Weston made prints of his San Francisco reconnection with Rivera before heading south for the holidays to visit the family. Brett, who had recently established his first independent studio in Frank Lloyd Wright's Storer House (see above) through the largess of Pauline Schindler, picked up his father in Carmel and drove him back to Los Angeles. (For more detail see my "Brett Weston's Smokestacks and Pylons").

"Toward the Big Sur" by Edward Weston, The Carmelite, May 2, 1929. Courtesy Harrison Memorial Library, Carmel.

While in Southern California Weston hooked up with close friends Johan Hagemeyer, Merle Armitage and Ramiel McGehee and visited Pauline at the Storer House. She had herself recently returned from a two year sojourn in Carmel where she edited and published the local progressive weekly newspaper, The Carmelite in which she frequently featured the work of Weston (see above for example). He shared with her his prints of Rivera and other recent work prompting her to recommend he send them off to various suggested publications. (For much more on Pauline's marketing efforts on behalf of the artists and architects in her wide circle see my "Pauline Gibling Schindler: Vagabond Agent for Modernism").

Diego Rivera, Ralph Stackpole's Studio, 27 Jessop Place, San Francisco, December, 1930. Photo by Edward Weston. Center for Creative Photography, University of Arizona, Weston Collection.

Of the Rivera prints she recommended,
"i think also that the Rivera pictures should be used now while the san francisco work is hot. why not send it to "creative art?" or "the international studio?" or whatever publication you consider superlative in that line. or send the glossy to me, and i will send it to where you suggest, with a brief accompanying article. how about sending the rivera beside mop and garbage can (see above) to "the new masses?" please let me know exact details as much as possible of the s. f. paintings of rivera for my articles." (Pauline Schindler to Edward Weston, February 13, 1931. Center for Creative Photography, Weston Papers).
Pauline would have been dying to meet Rivera knowing full well of his politics from Weston and former Schindler House tenant and Blue Four art dealer Galka Scheyer and the news media. She would meet Rivera through Scheyer and mutual friend Marjorie Eaton on a trip to the Bay Area two weeks later. (Ibid).

Galka Scheyer had been staying with Pauline and Brett and perhaps crossed paths with mutual friend Weston when she visited Rivera in San Francisco to solicit his co-sponsorship for her upcoming Blue Four exhibition at the California Palace of the Legion of Honor in April. (For much more on the Scheyer-Rivera connection see my "Schindler-Scheyer-Eaton-Ain: A Case Study in Adobe").

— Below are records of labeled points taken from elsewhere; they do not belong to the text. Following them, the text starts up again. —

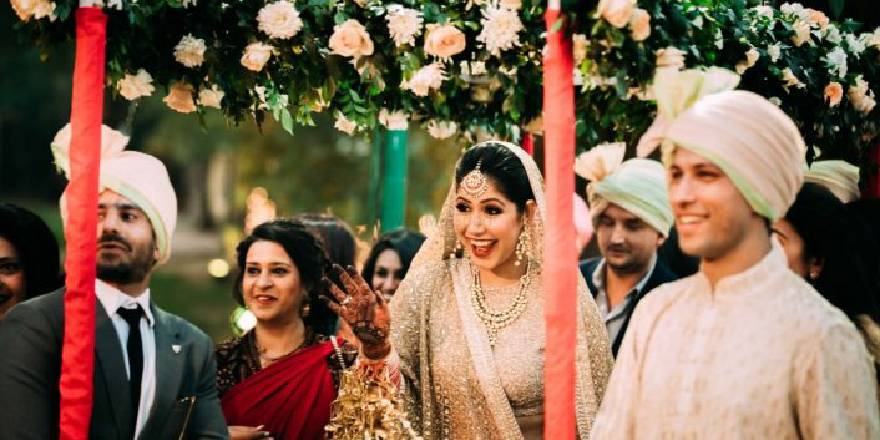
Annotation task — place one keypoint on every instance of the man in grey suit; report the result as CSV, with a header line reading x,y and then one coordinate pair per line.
x,y
154,375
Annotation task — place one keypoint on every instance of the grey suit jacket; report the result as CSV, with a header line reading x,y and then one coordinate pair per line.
x,y
31,336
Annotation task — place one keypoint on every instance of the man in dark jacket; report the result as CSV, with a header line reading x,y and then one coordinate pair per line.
x,y
631,217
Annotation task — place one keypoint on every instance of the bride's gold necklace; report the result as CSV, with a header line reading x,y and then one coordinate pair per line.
x,y
495,322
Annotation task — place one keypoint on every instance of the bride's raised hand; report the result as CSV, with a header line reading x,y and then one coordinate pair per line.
x,y
364,310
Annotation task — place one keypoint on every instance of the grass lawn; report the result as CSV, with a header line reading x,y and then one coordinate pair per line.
x,y
207,303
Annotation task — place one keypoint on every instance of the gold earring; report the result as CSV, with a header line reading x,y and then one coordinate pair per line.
x,y
456,249
523,247
305,310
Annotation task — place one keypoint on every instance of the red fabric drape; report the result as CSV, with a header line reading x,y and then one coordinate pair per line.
x,y
529,143
86,112
560,264
872,190
291,398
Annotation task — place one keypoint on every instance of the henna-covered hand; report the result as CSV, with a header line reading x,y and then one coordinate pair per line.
x,y
363,309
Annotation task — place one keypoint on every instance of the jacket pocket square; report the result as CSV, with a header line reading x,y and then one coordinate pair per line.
x,y
178,419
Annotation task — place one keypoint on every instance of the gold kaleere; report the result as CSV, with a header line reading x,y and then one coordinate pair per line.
x,y
368,407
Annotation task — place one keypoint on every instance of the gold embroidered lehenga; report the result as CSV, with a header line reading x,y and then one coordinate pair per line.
x,y
456,385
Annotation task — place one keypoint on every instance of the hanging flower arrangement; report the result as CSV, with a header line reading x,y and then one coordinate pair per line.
x,y
459,66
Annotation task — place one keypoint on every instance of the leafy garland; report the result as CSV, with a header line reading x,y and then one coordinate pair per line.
x,y
459,66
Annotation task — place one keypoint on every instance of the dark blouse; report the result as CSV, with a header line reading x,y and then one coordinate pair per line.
x,y
238,358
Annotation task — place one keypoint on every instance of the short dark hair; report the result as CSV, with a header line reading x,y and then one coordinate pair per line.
x,y
501,165
830,234
310,259
36,246
405,242
335,236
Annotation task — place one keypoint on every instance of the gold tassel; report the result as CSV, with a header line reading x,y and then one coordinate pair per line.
x,y
368,407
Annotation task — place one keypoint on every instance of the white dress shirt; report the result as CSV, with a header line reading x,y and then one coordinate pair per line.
x,y
112,299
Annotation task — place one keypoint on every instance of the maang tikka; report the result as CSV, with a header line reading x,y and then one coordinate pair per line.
x,y
474,183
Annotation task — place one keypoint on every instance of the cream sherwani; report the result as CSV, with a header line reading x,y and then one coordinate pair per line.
x,y
762,356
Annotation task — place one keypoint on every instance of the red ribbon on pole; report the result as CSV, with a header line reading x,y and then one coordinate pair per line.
x,y
560,259
86,114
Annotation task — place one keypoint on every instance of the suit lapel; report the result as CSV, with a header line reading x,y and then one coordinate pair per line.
x,y
111,364
170,354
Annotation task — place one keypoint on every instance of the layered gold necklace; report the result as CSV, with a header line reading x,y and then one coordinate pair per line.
x,y
494,322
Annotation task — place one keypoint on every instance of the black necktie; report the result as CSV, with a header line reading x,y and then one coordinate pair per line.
x,y
135,354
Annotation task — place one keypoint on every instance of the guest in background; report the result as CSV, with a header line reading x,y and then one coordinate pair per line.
x,y
821,242
389,259
29,257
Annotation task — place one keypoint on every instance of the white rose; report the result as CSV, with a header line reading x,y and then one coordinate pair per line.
x,y
256,55
774,51
581,45
501,28
444,41
671,57
180,98
861,96
640,24
791,80
795,10
764,11
344,125
279,20
350,39
25,9
856,44
836,61
397,120
801,33
190,51
442,129
832,34
616,12
132,87
873,39
427,78
211,97
404,25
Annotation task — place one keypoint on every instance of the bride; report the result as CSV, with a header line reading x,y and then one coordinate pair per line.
x,y
468,320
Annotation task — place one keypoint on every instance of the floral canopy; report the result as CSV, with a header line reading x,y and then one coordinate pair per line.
x,y
456,66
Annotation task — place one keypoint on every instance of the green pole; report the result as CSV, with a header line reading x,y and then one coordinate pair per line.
x,y
394,180
375,177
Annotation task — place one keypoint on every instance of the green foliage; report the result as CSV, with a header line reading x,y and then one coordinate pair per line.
x,y
618,70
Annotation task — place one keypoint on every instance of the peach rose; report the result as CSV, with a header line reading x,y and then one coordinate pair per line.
x,y
180,98
444,41
818,18
256,55
616,12
350,39
833,93
640,24
671,57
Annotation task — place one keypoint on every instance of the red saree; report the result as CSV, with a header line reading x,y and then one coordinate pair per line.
x,y
290,398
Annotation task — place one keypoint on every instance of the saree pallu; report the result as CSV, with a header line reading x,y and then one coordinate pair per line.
x,y
290,398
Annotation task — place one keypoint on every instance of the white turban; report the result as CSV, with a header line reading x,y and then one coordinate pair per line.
x,y
140,177
756,145
636,185
840,177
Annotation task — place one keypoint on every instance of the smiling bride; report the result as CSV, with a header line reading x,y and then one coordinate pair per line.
x,y
468,320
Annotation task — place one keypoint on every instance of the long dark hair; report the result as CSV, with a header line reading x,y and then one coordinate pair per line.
x,y
501,165
405,242
310,259
36,247
830,234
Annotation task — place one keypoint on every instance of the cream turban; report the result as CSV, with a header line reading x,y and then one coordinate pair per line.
x,y
636,185
140,177
750,139
840,177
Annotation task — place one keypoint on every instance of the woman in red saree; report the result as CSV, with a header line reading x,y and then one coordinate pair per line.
x,y
280,379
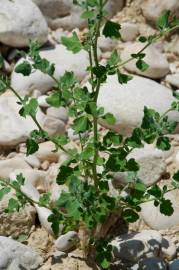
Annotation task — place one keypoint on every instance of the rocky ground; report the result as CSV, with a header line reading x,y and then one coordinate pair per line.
x,y
26,240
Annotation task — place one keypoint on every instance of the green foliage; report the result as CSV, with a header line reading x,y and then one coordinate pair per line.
x,y
87,203
72,43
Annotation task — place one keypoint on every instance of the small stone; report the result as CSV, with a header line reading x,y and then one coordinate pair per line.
x,y
18,255
158,64
174,265
173,79
158,221
132,247
152,264
67,241
129,31
16,31
59,113
168,249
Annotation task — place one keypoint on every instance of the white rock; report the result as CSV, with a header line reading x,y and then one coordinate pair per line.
x,y
59,113
18,255
42,101
152,165
14,224
127,102
62,58
152,264
132,247
129,31
173,79
158,64
33,161
7,166
16,129
153,9
174,265
158,221
62,13
17,31
168,249
67,241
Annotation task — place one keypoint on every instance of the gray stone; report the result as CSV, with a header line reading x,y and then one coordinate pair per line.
x,y
17,255
153,9
62,58
127,102
17,31
134,246
158,64
67,241
158,221
62,13
152,264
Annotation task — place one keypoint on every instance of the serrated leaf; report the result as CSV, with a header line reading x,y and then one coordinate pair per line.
x,y
142,65
111,30
72,43
124,78
54,100
166,207
163,143
109,118
130,215
24,68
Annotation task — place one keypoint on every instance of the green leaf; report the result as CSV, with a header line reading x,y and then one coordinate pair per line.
x,y
142,65
132,165
111,30
29,108
155,191
24,68
13,205
109,118
142,39
72,43
163,143
130,216
88,14
99,71
124,78
112,138
81,124
64,173
163,21
55,100
4,191
166,207
176,176
45,198
114,58
32,146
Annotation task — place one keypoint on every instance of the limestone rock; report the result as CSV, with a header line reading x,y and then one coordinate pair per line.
x,y
15,223
153,9
134,246
62,13
67,241
17,31
158,64
126,102
17,256
62,58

(Author's note: Brett Weston had photographed Mexican muralist amigo Jose Clemente Orozco in the spring of 1930 while he was creating his Prometheus mural at Pomona College. His father photographed him in Carmel during a July visit with his dealer Alma Reed while they were in San Francisco scouting for mural walls and preparing for his upcoming exhibition at the Metropolitan Museum of Art in New York). (For more details on Orozco's 1930 California visit see my "Brett Weston's Smokestacks and Pylons," "Richard Neutra and the California Art Club" and "Orozco in San Francisco, 1917-1919").

Frieda and Diego Rivera, 1931 by Frieda Kahlo. Courtesy FridaKahlo.org.

(Author's note 2: In November of 1931 a portrait of Frieda and Diego Rivera painted by "Senora Frieda Rivera" of Mexico City during their 1930-31 stay in San Francisco (see above) was selected for the juried Sixth Annual Exhibition of the San Francisco Society of Women Artists at the Legion of Honor. This was the first public showing of Frida Kahlo's work). ("Art and Artists," Oakland Tribune, November 8, 1931, p. 22). (For much more on this see my "Schindler-Scheyer-Eaton-Ain: A Case Study in Adobe").

Lovell Beach House, Newport Beach, R. M. Schindler, architect, 1926. Photo by Edward Weston, August 2, 1927. Courtesy UC-Santa Barbara Architecture and Design Collections, Schindler Papers.

The material in this and linked posts will be part of a larger project, "The Schindlers and the Westons: An Avant-Garde Friendship" (see above).